13 Yunan askeri öldürüldü, 18 asker yaralandı ve 116 asker esir alındı. Yunan konvoyunun imha edilmesiyle, düşman cephane ve mühimmatları da ele geçirildi. Hüsnü Bey’in liderliğinde, bu saldırıda İnegöl’ün müdafaası için önemli bir başarı sağlandı ve Yunanlıların ilerleyişi durduruldu.
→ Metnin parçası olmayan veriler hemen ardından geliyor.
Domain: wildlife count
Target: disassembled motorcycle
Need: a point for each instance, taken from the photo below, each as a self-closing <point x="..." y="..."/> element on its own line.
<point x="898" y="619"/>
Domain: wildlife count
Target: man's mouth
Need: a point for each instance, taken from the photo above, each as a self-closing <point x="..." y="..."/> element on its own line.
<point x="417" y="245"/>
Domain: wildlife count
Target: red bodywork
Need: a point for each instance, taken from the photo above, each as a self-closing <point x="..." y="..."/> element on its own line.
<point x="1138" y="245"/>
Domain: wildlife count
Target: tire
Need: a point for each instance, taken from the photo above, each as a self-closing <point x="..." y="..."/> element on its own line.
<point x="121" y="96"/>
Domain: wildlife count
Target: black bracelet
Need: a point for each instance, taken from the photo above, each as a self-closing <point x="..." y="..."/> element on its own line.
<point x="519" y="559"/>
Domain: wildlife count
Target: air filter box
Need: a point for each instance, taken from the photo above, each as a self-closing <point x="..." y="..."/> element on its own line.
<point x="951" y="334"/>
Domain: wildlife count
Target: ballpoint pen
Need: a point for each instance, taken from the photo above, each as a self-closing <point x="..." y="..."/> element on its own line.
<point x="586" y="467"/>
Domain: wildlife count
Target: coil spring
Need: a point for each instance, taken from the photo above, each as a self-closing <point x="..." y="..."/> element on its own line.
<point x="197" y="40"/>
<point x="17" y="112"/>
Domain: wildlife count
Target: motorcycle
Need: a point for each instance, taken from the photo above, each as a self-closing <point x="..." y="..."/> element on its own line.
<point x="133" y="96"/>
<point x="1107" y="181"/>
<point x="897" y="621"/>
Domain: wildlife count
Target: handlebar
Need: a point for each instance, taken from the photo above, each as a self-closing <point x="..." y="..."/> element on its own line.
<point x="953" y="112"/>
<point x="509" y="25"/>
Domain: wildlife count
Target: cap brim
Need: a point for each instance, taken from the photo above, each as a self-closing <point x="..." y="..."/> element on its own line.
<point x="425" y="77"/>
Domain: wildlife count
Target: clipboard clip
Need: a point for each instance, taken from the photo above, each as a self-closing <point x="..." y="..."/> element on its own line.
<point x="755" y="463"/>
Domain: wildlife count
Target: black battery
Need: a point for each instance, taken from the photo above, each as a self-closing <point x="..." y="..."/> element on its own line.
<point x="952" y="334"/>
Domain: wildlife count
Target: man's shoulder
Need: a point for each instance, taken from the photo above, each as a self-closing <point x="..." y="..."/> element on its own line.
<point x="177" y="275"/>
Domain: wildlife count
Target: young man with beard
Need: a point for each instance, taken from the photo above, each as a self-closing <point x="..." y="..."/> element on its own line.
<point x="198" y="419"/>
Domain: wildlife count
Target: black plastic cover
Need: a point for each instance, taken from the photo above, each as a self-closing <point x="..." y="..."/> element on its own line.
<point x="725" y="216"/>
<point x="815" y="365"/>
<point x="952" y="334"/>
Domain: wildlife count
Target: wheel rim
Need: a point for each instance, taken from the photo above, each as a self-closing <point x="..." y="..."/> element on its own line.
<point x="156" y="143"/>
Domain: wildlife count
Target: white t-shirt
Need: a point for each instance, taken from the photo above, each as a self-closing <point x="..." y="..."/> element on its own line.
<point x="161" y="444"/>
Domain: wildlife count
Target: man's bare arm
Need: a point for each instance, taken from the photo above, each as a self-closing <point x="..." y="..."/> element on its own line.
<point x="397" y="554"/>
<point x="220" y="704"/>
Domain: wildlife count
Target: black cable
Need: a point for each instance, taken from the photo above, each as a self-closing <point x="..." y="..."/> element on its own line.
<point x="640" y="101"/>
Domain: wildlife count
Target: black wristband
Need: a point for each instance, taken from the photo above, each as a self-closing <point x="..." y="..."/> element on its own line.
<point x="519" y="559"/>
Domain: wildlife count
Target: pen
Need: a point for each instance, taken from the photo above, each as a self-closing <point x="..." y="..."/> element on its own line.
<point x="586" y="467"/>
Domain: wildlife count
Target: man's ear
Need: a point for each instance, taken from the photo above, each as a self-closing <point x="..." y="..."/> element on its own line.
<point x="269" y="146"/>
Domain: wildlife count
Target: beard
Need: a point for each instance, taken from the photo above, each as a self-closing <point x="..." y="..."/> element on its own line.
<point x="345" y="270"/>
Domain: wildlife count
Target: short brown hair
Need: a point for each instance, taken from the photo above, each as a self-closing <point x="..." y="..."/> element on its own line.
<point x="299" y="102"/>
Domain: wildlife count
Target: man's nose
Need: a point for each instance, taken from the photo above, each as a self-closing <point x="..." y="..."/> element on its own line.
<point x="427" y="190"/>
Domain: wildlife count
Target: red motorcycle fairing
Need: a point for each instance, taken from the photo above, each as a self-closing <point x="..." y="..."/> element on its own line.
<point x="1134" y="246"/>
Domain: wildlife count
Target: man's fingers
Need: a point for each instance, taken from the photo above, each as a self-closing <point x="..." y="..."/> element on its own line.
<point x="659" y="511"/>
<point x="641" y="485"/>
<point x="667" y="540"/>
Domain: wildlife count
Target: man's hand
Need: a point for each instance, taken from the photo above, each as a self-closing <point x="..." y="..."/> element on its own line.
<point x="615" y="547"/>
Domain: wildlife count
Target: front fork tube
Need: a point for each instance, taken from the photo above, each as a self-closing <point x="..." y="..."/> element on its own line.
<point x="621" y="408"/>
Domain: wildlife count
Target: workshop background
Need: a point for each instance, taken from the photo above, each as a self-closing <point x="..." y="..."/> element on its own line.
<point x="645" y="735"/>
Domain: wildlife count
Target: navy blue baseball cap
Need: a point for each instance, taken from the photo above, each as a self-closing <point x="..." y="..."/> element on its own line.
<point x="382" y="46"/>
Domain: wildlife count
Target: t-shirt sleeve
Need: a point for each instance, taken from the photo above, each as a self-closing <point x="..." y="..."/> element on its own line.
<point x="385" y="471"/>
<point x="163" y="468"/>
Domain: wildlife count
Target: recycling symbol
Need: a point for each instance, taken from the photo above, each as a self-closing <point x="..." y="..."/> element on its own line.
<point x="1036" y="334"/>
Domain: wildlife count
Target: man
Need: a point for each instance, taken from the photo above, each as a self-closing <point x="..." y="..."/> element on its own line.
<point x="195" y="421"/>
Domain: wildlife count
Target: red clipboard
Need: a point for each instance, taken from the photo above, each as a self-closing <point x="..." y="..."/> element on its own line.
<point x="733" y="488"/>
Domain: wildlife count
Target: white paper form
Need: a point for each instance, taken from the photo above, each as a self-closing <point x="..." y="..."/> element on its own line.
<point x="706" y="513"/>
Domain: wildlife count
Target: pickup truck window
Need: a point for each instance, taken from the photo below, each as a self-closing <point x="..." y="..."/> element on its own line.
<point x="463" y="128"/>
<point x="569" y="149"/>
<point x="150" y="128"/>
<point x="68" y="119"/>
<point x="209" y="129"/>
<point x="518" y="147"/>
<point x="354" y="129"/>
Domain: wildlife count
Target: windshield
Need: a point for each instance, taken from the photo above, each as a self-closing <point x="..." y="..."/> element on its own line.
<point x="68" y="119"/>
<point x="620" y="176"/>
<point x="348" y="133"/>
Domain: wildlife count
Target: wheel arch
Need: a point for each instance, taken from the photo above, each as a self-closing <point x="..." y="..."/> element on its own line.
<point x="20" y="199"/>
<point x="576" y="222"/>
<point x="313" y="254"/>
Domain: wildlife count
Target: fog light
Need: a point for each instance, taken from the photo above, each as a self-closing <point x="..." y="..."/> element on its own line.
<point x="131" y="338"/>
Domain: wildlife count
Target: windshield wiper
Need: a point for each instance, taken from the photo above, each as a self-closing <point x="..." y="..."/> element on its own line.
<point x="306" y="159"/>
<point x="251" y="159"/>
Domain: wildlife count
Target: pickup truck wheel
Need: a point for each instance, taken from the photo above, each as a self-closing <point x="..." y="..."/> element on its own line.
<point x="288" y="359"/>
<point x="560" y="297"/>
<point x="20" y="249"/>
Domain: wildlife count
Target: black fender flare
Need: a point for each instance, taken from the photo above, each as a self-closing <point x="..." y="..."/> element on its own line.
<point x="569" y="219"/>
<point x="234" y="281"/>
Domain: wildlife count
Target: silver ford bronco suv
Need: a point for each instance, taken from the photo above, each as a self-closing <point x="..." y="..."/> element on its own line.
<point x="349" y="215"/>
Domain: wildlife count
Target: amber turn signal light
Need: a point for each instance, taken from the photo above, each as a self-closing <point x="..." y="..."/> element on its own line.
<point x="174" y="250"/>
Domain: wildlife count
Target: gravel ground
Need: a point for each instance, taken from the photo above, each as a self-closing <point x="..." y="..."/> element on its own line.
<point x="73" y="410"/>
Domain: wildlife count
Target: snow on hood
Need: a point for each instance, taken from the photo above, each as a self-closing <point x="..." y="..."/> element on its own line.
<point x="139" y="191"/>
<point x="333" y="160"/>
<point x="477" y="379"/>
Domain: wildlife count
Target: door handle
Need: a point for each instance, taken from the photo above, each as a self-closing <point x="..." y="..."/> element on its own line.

Çukur Köprü Baskını, Milli Mücadele döneminde İnegöl ve çevresinde yaşanan kritik bir direniş örneği olarak tarihe geçti. Hüsnü Bey ve 25 kişilik Akıncı Müfrezesi, Milli Mücadele’nin kaderini değiştiren bu önemli harekât ile unutulmaz bir zafer kazandı. Bu zafer, İnegöl’ün kurtuluşu için bir dönüm noktası olarak tarihe geçti.